# circular saw tripping breaker



## itin1200 (Oct 10, 2009)

Used my trusty ol' Dewalt DW364 today for a couple long rips in old 2x4 studs. These are rock hard , true 2 inch thick pieces of wood.

The first time I plugged the saw in and pulled the trigger the 20 amp breaker tripped. Nothing else was on the circuit. 

Reset the breaker and all was well for a couple cuts. 

Twenty minutes later was ready to make another cut and the same thing happened. After resetting the breaker I made a couple cuts without a problem.

Trips the breaker on start up, but not under load.

Tried a couple other tools in the same receptacle and had no problems, so makes me think it's the saw.

I've had it for about 16 or 17 years and it has seen A LOT of use. It's the older 13 amp model.

Question is, how do I troubleshoot this? Took it apart slightly and wires in the handle seem pretty secure. 

Thanks for any help--Bill


----------



## idlewatcher (Nov 23, 2010)

Sounds like it's a voltage regulator issue. As you are probably well aware of, tools of that sort are very much like HVAC units - their amp output is far more upon startup than on load.

Could always try to upgrade your circuit to a higher rating and see if that does the trick.

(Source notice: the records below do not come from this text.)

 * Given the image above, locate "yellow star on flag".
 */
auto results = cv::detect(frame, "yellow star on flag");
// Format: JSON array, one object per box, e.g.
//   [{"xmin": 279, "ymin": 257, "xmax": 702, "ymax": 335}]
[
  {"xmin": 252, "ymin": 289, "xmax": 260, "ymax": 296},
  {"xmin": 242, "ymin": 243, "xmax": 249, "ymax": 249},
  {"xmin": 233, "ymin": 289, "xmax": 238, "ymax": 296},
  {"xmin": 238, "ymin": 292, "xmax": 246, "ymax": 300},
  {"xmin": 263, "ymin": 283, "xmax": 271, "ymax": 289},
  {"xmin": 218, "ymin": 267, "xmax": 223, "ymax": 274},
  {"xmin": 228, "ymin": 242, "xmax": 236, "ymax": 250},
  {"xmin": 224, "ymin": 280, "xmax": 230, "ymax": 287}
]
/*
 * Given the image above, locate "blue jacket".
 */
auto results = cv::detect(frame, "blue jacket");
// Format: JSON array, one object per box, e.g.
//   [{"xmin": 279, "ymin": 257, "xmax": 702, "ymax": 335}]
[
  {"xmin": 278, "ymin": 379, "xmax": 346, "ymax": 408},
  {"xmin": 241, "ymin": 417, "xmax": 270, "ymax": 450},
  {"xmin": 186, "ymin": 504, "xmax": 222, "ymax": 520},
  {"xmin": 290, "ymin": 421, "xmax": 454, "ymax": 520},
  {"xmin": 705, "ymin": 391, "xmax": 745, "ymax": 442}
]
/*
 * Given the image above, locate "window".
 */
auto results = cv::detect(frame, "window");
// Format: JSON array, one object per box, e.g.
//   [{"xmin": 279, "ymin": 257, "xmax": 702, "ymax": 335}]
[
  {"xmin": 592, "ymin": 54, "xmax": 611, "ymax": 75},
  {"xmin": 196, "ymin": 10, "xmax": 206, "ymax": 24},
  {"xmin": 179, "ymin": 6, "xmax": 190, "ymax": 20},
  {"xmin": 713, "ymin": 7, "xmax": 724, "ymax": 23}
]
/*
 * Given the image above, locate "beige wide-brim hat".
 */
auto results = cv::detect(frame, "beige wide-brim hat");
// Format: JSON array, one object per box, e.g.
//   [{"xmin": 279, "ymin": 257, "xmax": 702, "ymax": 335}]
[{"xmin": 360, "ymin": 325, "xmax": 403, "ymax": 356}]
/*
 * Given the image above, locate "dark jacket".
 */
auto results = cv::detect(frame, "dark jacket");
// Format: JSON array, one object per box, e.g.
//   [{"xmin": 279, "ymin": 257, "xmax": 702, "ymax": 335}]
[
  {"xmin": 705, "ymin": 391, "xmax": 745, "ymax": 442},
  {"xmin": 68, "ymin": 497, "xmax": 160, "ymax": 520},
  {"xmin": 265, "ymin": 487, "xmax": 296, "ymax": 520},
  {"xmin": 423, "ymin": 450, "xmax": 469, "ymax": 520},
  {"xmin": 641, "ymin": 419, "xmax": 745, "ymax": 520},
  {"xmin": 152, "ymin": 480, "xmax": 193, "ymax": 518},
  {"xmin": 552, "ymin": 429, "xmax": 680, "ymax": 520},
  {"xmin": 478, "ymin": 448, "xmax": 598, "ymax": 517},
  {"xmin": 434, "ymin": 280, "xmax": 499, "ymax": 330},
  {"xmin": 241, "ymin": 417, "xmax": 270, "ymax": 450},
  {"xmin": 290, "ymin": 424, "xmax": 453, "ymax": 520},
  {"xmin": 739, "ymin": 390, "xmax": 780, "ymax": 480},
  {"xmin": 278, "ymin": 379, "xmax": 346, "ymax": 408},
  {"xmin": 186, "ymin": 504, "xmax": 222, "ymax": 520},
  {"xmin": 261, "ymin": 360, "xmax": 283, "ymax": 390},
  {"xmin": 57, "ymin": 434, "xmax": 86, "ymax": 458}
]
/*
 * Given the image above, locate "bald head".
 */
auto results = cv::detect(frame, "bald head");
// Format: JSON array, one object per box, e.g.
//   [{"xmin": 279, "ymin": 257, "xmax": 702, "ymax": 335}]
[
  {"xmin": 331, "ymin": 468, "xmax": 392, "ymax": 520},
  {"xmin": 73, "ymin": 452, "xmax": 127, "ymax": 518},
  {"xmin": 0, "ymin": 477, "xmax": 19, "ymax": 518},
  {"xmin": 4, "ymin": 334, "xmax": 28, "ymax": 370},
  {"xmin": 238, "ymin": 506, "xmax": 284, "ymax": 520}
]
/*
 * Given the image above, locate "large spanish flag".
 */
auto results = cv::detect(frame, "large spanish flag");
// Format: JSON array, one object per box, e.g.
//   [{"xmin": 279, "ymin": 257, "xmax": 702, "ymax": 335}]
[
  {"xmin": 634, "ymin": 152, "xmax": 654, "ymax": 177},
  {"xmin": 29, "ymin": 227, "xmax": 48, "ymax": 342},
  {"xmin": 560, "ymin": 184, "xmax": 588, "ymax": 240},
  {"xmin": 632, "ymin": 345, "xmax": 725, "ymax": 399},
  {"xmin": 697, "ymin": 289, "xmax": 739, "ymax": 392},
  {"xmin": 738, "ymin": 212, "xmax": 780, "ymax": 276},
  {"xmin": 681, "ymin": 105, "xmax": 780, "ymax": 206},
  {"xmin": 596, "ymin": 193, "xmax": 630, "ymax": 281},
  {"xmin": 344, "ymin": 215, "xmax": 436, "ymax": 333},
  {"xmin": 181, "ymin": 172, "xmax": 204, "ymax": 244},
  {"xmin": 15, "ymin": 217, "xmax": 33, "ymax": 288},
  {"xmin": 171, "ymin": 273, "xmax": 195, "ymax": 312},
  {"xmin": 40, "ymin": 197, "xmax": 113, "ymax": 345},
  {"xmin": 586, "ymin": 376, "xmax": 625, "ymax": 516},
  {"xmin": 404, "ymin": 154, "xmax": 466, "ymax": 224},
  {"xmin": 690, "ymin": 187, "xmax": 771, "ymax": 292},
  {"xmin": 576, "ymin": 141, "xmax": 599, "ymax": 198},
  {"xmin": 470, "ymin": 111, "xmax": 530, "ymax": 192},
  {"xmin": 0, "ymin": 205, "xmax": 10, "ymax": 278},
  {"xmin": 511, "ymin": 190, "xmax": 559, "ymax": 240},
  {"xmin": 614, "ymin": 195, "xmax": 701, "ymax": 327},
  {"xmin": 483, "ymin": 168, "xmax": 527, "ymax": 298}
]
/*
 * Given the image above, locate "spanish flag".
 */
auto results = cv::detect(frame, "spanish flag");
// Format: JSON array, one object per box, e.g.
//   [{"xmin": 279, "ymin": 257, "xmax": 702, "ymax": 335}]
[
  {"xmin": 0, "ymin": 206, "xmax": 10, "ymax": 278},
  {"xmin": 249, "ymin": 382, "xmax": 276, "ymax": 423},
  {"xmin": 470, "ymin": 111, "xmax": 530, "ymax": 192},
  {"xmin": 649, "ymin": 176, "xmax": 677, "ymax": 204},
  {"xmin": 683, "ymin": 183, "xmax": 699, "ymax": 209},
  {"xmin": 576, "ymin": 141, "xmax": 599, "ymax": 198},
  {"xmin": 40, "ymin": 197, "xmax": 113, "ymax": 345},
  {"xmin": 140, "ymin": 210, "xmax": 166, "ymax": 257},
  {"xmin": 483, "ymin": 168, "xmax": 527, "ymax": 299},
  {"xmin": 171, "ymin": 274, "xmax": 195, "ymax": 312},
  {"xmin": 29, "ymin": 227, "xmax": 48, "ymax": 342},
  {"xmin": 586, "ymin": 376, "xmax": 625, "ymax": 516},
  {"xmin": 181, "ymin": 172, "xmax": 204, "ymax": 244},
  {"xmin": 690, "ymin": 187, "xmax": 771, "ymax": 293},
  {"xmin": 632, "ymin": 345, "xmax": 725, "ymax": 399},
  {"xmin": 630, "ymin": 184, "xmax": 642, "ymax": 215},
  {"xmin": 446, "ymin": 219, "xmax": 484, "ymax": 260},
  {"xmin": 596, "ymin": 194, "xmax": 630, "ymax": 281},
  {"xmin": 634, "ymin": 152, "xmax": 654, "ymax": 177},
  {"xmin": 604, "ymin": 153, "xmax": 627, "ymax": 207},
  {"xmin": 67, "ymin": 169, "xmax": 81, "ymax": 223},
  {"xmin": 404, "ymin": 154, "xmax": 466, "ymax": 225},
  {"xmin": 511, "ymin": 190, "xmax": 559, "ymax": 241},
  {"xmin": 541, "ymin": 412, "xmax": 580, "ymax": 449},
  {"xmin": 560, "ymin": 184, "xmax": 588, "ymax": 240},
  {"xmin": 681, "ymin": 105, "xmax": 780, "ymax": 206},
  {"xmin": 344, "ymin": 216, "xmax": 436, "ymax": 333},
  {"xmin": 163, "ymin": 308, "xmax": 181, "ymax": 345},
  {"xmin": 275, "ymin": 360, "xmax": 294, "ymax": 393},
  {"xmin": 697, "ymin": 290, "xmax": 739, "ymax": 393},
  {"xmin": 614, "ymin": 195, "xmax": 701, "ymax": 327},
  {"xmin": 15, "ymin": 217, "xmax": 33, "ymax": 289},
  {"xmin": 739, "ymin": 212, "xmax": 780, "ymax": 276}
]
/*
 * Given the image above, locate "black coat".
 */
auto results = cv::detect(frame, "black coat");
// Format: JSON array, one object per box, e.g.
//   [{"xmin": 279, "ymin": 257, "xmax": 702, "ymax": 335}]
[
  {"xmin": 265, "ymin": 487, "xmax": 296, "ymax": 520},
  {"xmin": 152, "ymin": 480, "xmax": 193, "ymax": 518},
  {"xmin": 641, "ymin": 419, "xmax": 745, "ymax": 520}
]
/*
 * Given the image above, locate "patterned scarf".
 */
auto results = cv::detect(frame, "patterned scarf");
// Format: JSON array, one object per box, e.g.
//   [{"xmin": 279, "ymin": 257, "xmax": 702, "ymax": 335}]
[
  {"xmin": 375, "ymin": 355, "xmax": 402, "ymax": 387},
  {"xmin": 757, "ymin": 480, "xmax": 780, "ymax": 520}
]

Also, might want to check the ground. Good luck!:thumbup:


----------



## nap (Dec 4, 2007)

idlewatcher said:


> Could always try to upgrade your circuit to a higher rating and see if that does the trick.
> :


NO, you can't.


You may have a weak breaker. Try another circuit. If no problem there, it is likely a weak breaker. You can replace it or just use a different circuit.


----------



## Gary in WA (Mar 11, 2009)

Replace the brushes......

Gary


----------